By Josephine Shaw Lowell
(Quoted from “The Survey.” Mrs. Charles Russell Lowell. Mrs. Lowell served 13 years as Charity Commissioner in New York, and in many other ways was engaged in all good causes, municipal as well as philanthropic.)
I object to the term “dependent classes,” unless in speaking of the insane. That such a class, not included among the insane, does exist among us is a fact; in more than one county of this great, rich state, there are families, as you know, who for five generations have been more or less dependent on their fellow citizens and such families constitute a class; but yet I protest against the use of this phrase in a way to suggest that the existence of such a class should be recognized except to be abolished.
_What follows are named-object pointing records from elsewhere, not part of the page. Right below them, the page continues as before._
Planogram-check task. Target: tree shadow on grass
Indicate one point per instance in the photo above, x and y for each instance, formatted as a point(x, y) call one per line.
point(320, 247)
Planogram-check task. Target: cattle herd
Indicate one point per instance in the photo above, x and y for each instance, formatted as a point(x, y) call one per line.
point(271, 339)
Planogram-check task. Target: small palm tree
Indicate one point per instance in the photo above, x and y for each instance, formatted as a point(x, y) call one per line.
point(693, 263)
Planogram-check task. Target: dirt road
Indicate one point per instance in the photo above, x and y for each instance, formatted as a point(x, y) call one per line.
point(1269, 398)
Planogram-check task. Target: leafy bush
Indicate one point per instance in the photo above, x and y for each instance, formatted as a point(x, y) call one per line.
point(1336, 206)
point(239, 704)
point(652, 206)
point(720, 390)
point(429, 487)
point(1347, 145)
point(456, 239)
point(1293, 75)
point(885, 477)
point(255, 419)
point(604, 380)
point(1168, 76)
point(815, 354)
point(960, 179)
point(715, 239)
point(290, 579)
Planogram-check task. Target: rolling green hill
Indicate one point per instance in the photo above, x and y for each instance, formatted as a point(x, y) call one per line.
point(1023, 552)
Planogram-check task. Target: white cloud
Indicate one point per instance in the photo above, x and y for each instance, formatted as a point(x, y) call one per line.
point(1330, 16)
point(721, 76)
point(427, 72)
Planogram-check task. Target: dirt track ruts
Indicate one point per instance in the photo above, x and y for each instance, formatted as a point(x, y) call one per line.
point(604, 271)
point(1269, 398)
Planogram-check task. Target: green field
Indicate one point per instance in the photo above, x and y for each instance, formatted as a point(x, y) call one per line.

There will always be persons who must be helped, individuals who must depend upon public relief or on private charity for maintenance, it is true, but it is a disgrace to any community to have a dependent class, and the fact of its existence is a proof that the community has done its duty neither to those who compose it, nor to those who maintain it.
The Servant Class
By Edna Kenton
Women are thinking at last, not in men’s terms, but in their own, and that in a slave class is always dynamic.... Because it has vision where the other has archaism, the “lower class” is become the higher class, self-conscious and self-poised. Not only youth, but childhood, is rebel. Art has become anarchic, and as mysteriously as Nature works everywhere, so has she worked with the servant half of the human race, stirring it to self-consciousness and action; helping to keep alive the tiny torch of revolt.